趣味は麻雀で、作中にも度々麻雀用語や麻雀のシーンが登場することがあります。『丸太町ルヴォワール』をはじめとする「ルヴォワール」シリーズは、『烏丸ルヴォワール』や『河原町ルヴォワール』などその後も京都の地名を関したタイトルで続々と出版。著作はほぼ全てにおいて京都が舞台となっています。

円居挽の人気シリーズ1作目『丸太町ルヴォワール』

御曹司である主人公の城坂論語は、ある日祖父殺しの嫌疑をかけられてしまいます。彼は事件当日、自分が屋敷でルージュという謎の女と一緒にいたと証言しますが、誰もその姿を見ておらず、その女がいた形跡はすべて消失。やがて事件は自然死として片付けられましたが、その3年後、古来よりの私的裁判である「双龍会」がおこなわれることに。

「双龍会」は、判事を「火帝」、検事を「黄龍師」、弁護士を「青龍師」、被告を「御贖(みあがない)」として行われる、裁判と似た形式の疑似法廷。
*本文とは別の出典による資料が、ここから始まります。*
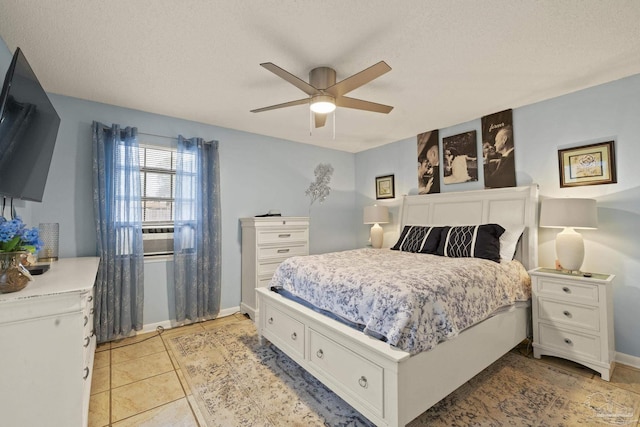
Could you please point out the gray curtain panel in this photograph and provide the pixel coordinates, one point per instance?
(119, 287)
(197, 264)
私闘制度に由来しますが、法的な実行力はなく、バレなければ証拠を捏造することや故意に嘘をつくことも可能です。論語のアリバイを証明できるのは、謎の女「ルージュ」だけ。彼女は一体誰なのでしょうか。

著者
円居 挽
出版日
2012-09-14

「ルヴォワール」シリーズの記念すべき第1作。過去には「このミステリが読みたい!」新人賞国内部門第2位に輝きました。軽快な会話で繰り広げられる論理合戦と、どんでん返しに次ぐどんでん返しが起こるストーリー展開が魅力です。スリリングな裁判、そして序盤から張られる伏線が意外な結末を呼ぶ作品となっています。

論語の初恋の女性「ルージュ」。本作は異色のミステリーでありながら、ラブストーリーの側面も。円居挽の趣味である麻雀の用語も多数登場し、個性的なキャラクターたちが織り成すやりとりと相まって不思議な雰囲気を醸し出しています。
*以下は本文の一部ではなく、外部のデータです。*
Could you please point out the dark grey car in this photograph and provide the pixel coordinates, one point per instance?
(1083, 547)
「謎」がお代?奇妙なバーが登場する『クローバー・リーフをもう一杯』

いつも大学のどこかに神出鬼没に現れ、営業を始める不思議なバー「三号館」。謎を抱えた人たちが知らず知らずのうちに行き着くそのバーには、女マスターである蒼馬美希がいます。彼女が、お代を貰うかわりに彼らの謎を解き明かしていくのです。
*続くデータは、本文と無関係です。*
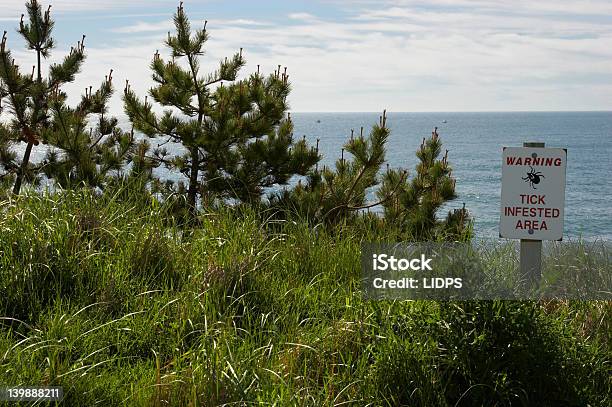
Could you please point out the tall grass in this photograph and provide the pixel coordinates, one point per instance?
(106, 297)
謎解き青春ミステリー小説です。気軽に読める短編連作集となっており、5章に分かれた短編のタイトルには、それぞれにカクテルの名前がつけられています。

京都大学法学部1回生の遠近倫人は、友人に誘われ京都市内を散策するサークル「賀茂川乱歩」に入部。彼らが京都を散策中に様々な謎や事件が巻き起こりますが、同じくして「謎を解決する」という不思議なバーの伝説を耳にすることに。そのバーは決まった場所ではなくいつも気まぐれに出没するのですが、ある日遠近はついにその店に入ることに成功します。

著者
円居 挽
出版日
2014-10-01

バーのマスターの蒼馬美希は、客を見るだけで謎を推理し、飲むとなぜか自分も謎を解決できてしまうオリジナルのカクテルを作ってくれます。しかも、支払いはお金ではなく「謎」。ここは、謎を持つ人間にしか行くことのできないバーだったのです。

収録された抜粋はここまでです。